Injuries can be frustrating, and it’s natural to feel the urge to rest and avoid movement. However, staying inactive for too long can often do more harm than good. Movement plays a vital role in recovery and is key to preventing acute injuries from becoming chronic. Drawing from both my personal experiences and over 30 years of clinical practice, I’d like to share why staying active is so important for healing.
A Personal Story
One beautiful day, I was out running, enjoying the fresh air, when I got tangled in my dog’s leash. The next thing I knew, I was airborne, landing awkwardly with a force that left my hamstring screaming in pain. The initial shock was overwhelming, and while my body hurt, my pride took an equally hard hit.
It took me a few moments to collect myself and conduct a quick self-assessment. Years of dealing with athletic injuries, both as a competitive gymnast and rugby player, had taught me that not all pain means serious damage. This was one of those situations. I realized that while moving hurt, the injury wasn’t severe. My biggest priority became clear: avoiding stiffness and promoting circulation to help my body heal.
Was it uncomfortable to move? Absolutely. But discomfort doesn’t always equate to harm. By carefully reintroducing gentle activity into the area, I gradually regained strength and mobility. Over time, consistent movement helped reduce the pain and restore normal function.
Clinical Experience
With over 30 years of experience in rehabilitation, I’ve applied this principle successfully with countless patients. Time and again, I’ve seen how intentional movement can transform recovery outcomes. From athletes to individuals recovering from surgeries or injuries, the power of staying active, within appropriate ranges, is undeniable. This approach doesn’t just prevent stiffness and chronic issues; it also empowers people to take an active role in their healing process.
Why Movement Works
Movement supports recovery in several key ways:
Improved Circulation: When you move, your blood flow increases, delivering essential nutrients and oxygen to the injured area. This accelerates the body’s natural healing processes.
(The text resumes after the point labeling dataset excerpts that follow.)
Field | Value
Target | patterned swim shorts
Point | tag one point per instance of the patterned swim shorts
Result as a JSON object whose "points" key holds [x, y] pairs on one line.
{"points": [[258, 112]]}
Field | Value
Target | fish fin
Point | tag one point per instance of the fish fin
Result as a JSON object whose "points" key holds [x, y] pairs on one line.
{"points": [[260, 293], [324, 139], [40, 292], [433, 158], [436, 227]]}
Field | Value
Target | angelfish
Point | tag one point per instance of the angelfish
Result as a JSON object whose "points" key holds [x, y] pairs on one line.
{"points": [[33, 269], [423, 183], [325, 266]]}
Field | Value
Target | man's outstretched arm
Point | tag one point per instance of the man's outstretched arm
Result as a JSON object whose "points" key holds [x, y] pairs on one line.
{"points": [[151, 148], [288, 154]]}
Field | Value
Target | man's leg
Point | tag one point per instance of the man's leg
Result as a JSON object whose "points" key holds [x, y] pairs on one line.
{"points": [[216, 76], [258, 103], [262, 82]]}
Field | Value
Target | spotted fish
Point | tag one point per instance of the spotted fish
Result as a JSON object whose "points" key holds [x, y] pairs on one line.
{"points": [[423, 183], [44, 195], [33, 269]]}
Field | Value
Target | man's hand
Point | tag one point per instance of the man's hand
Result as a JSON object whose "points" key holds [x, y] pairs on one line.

Reduced Stiffness: Prolonged inactivity can lead to stiff muscles and joints, making movement even more difficult. Gentle motion helps maintain flexibility and prevents the formation of scar tissue that can limit mobility.
Pain Management: Movement triggers the release of endorphins, the body’s natural painkillers. These chemicals can help reduce discomfort and improve your overall sense of well-being during recovery.
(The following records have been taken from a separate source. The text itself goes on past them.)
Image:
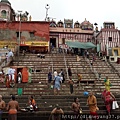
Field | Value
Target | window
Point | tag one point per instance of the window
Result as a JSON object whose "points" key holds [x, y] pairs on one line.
{"points": [[110, 38], [17, 34], [4, 14], [32, 34], [63, 40]]}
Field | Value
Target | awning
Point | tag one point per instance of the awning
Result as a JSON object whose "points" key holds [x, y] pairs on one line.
{"points": [[35, 43], [76, 44]]}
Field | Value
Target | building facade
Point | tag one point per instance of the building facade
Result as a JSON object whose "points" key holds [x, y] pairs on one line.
{"points": [[32, 33], [61, 32], [6, 11], [108, 37]]}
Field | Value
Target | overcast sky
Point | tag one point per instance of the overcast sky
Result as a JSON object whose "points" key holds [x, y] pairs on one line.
{"points": [[97, 11]]}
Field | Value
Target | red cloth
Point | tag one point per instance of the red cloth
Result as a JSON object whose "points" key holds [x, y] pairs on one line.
{"points": [[94, 115], [107, 99]]}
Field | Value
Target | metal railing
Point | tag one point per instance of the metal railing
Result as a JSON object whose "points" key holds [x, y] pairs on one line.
{"points": [[92, 69], [65, 64]]}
Neuromuscular Reconnection: Injuries can disrupt the communication between your brain and muscles. Controlled movement helps retrain these pathways, improving coordination and function as you heal.
Prevention of Chronic Issues: Staying active reduces the risk of compensatory movement patterns, where other parts of your body overcompensate for the injured area. These patterns can lead to secondary injuries or chronic pain.
Pain vs. Harm
One of the most valuable lessons in recovery is understanding the difference between pain and harm. Not all pain is harmful. When you move through pain thoughtfully and with intention, you’re not causing further damage, you’re promoting healing. Of course, this doesn’t mean pushing through severe pain or ignoring your body’s signals. It means understanding what your body needs and taking gradual, deliberate steps toward recovery.
Healing Through Motion
If you’ve experienced an injury, don’t underestimate the power of movement. Small, intentional steps can make a big difference in how your body heals. Whether you’re a seasoned athlete or simply navigating daily life, remember that staying mobile, even when it feels uncomfortable, can prevent chronic issues and support your body’s natural healing process.